I went to watch the "Incredibles" and "The First Purge" a couple of weeks ago, and I realized "It's been a long time since I've gotten time to chill with a movie on the big screen." Of course, since it wasn't only me and the screen (I'm waiting for my personal home theater to be constructed), I also realized that human nature doesn't really change and that the same type of people are still dominating the cinema-inhabiting monarchy.
1. The lovesick couple
Because a PG movie was apparently the only place they could get away to have some quality PDA. This lovesick pair probably never wanders into a romance movie on accident because they'd be clutching each other like they were the ones experiencing all the traumas and joys of romance. Usually, these are younger couples but there are some lucky ones who have seniority and still believe that there's more to movie chemistry than merely holding hands.
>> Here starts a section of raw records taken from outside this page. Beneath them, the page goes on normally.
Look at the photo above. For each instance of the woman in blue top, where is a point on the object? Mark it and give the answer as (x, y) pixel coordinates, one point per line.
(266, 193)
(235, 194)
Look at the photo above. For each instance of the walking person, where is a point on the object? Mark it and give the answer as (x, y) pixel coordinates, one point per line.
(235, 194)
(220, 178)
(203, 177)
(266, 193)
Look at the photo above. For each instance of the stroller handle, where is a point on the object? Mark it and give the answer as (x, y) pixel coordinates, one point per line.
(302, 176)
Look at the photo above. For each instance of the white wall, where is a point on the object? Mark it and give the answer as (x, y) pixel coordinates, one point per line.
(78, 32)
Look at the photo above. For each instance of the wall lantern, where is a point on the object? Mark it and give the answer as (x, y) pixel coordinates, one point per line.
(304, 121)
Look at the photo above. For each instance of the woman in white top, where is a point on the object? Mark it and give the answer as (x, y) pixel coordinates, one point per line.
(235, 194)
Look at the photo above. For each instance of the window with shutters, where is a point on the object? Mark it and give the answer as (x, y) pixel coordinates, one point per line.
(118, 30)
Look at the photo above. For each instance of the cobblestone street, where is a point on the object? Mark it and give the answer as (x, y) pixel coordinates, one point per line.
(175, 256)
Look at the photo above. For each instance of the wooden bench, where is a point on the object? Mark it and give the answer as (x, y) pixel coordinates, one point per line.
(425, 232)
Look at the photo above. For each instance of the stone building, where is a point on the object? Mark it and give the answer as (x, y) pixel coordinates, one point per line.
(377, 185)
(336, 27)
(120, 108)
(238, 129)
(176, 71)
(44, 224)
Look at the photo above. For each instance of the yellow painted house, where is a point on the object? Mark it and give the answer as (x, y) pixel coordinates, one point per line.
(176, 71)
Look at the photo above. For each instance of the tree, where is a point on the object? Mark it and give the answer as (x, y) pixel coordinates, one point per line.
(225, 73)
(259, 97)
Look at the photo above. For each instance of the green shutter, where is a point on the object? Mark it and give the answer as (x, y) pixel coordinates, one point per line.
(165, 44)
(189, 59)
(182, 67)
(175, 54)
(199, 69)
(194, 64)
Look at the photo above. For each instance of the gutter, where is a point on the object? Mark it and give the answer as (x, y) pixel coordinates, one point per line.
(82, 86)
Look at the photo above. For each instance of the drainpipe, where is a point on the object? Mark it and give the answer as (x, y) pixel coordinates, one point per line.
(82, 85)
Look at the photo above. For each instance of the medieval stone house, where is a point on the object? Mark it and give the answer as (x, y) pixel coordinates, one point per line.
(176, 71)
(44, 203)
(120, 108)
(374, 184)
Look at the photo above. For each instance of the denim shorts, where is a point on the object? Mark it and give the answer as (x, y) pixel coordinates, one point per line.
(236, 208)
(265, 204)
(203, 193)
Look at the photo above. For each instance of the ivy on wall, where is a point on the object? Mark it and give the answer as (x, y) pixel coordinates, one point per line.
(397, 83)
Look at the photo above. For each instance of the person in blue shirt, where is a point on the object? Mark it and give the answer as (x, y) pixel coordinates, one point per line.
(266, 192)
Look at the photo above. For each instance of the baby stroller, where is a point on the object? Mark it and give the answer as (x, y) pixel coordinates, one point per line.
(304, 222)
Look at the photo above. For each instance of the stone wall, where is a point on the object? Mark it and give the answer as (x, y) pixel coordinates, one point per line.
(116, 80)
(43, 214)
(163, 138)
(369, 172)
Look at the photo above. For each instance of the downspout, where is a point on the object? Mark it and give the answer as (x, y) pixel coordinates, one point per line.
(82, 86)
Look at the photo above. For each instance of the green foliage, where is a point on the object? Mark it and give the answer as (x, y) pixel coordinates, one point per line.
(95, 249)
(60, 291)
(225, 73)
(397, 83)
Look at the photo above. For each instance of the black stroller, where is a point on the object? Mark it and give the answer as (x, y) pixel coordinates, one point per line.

2. The cellphone worshipper
This is the person who obviously wasted their money on a ticket because they show no interest in the movie whatsoever. Not only that, they decide to waste other people's hard-earned 10 bucks by constantly being attached to their phones for the entire duration of the movie. The worst ones are those who decide to ignore all the announcements about phones bring turned off and who make everybody glance their way with the constant pings and whooshes their phone is emitting. It's only the fact that their attention is stuck like a leech to the screen that they don't notice the angry mob that's directing murderous glances at them.
3. The elite
I always thought movie theaters were an indication of a fair society; he who comes first gets first pick of seats. But even after that, there are some people who act like they've paid up in gold for their seats. Constantly fiddling with the recline and comfort controls, they feel no awkwardness in spreading their feet and arms in whatever position is most comfortable. Oh, there's somebody sitting next to me— I didn't notice. Meanwhile, the rest of us are trying to reshift our bodies in as comfortable a position as possible without disturbing their royal highnesses.
4. The restless souls
I do wish theaters were more firm about keeping track of people that go on restroom breaks. I'm not against restroom breaks, of course — when you gotta go, you gotta go. But some people seem to have itching powder in their feet, given by the number of times they'll enter and exit the movie room. Once, they come in with a bag of popcorn. Then, it's two doughnuts and a Gatorade. Whatever happened to planning snacks before the movie started? And bro, come on – what if you miss a really good part?
5. The discipliner
This is the old lady of the bunch, who believes even an accidentally loud cracking of gum should be met with a consequence of no less than a few lashes. I understand that people at theaters can be rude and self-centered (though the majority are innocent civilians who are merely trying to watch a movie in peace), but there's really no need to stage a coup and establish a dictatorship. And saying shhh every time a housefly bat's its minuscule wings isn't really heightening our enjoyment of the movie in any way — actually, it's ruining it. So relax, take a chill pill, and let karma deal with the troublemakers.